When flights are cancelled, the airline works to rebook customers on other flights. Kirby said that United tries to avoid cancelling flights but when cancellations are necessary, it works to “get ahead of the impact by acting early to cancel flights when necessary and notifying impacted customers in advance of them coming to the airport.”

He added that near-term schedules have been reduced to make sure United has the staffing and resources needed.

“As a result, we’ve been able to get a high percentage of our customers on other flights and close to their original arrival time,” Kirby said.

Kirby added that while United has 3,000 employees positive for COVID-19, none of its vaccinated employees were hospitalized as of Tuesday.

“Since our vaccine policy went into effect, the hospitalization rate among our employees has been 100x lower than the general population in the U.S.,” he added. “Prior to our vaccine requirement, tragically, more than one United employee on average per week was dying from COVID.”

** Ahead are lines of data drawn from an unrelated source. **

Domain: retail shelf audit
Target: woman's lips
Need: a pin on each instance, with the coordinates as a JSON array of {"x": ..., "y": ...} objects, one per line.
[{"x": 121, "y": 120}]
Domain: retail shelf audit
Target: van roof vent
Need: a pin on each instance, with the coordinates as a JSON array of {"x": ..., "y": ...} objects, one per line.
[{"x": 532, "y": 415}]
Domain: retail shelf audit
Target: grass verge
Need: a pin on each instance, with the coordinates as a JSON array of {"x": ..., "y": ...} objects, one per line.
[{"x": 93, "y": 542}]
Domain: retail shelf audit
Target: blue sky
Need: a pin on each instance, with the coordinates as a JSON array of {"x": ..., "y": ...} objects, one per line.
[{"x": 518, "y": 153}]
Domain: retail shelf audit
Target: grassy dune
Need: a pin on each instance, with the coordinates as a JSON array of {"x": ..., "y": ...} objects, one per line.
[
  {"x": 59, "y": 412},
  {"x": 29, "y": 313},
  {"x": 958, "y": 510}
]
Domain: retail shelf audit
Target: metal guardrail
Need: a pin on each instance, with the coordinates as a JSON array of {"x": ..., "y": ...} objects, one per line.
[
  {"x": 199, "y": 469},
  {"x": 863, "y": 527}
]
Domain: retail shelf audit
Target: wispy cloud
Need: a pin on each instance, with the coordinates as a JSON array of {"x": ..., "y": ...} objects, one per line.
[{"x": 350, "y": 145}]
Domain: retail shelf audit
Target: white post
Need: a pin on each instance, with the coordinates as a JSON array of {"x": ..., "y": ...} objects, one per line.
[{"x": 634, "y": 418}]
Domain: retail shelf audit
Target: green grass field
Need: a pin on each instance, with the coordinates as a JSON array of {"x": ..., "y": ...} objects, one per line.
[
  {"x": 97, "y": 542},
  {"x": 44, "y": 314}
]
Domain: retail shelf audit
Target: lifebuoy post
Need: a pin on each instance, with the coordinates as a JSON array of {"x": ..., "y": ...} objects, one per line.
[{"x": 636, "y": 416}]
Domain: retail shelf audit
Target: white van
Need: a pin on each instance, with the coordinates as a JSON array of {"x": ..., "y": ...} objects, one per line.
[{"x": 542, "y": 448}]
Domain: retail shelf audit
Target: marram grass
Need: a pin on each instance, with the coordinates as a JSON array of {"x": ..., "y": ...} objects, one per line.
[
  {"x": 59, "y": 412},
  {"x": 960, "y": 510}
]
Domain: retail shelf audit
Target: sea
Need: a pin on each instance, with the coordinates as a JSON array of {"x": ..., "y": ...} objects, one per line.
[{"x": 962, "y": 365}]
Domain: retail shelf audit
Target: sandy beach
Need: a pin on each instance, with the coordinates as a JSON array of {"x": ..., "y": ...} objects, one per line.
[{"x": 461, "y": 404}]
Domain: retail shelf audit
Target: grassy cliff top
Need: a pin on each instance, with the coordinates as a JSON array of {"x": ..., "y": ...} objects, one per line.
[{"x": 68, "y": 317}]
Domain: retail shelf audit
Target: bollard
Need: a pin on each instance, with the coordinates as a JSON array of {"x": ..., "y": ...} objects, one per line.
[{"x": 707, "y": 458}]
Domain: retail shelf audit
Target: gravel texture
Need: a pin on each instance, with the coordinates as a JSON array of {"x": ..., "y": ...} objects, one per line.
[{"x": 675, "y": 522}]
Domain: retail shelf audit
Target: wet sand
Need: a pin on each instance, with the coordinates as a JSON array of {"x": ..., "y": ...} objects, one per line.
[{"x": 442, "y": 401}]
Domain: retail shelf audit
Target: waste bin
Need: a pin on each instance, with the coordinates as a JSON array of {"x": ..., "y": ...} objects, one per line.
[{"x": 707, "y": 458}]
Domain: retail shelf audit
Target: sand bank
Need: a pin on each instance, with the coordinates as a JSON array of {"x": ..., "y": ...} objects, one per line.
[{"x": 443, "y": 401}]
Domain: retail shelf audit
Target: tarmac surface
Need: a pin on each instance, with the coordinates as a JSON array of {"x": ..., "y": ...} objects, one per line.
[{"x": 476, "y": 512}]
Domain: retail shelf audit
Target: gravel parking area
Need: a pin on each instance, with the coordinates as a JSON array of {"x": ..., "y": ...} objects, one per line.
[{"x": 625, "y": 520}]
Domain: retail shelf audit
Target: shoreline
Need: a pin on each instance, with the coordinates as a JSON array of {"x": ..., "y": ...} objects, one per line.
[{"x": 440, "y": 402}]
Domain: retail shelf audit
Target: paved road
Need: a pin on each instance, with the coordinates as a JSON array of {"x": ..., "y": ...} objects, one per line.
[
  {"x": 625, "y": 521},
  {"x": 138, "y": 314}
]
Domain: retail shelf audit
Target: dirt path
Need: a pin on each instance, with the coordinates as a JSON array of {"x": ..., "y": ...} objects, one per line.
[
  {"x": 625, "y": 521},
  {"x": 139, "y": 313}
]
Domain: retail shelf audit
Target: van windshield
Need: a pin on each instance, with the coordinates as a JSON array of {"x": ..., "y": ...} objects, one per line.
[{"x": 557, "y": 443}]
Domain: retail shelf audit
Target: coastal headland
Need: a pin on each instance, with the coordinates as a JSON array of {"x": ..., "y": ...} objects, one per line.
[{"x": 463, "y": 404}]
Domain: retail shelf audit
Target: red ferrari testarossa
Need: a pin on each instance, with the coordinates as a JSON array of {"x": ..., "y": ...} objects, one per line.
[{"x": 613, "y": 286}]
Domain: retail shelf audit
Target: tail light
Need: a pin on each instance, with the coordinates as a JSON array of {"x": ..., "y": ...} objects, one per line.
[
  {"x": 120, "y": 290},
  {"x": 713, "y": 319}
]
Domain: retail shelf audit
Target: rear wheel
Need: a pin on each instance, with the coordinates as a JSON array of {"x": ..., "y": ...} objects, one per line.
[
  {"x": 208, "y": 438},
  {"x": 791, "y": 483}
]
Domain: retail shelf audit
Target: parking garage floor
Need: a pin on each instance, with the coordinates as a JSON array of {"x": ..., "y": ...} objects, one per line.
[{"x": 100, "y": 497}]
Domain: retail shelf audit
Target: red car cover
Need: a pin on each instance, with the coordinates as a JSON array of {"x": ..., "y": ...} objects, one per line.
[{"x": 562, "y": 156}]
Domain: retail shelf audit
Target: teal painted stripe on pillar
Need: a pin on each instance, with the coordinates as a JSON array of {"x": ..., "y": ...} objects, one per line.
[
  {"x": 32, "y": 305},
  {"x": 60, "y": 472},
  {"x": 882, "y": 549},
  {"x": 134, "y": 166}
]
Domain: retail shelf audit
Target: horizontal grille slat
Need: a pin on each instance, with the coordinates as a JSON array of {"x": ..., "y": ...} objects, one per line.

“But we’ve now gone eight straight weeks with zero COVID-related deaths among our vaccinated employees — based on United’s prior experience and the nationwide data related to COVID fatalities among the unvaccinated, that means there are approximately 8-10 United employees who are alive today because of our vaccine requirement. In dealing with COVID, zero is the word that matters — zero deaths and zero hospitalizations for vaccinated employees. And while I know that some people still disagree with our policy, United is proving that requiring the vaccine is the right thing to do because it saves lives.”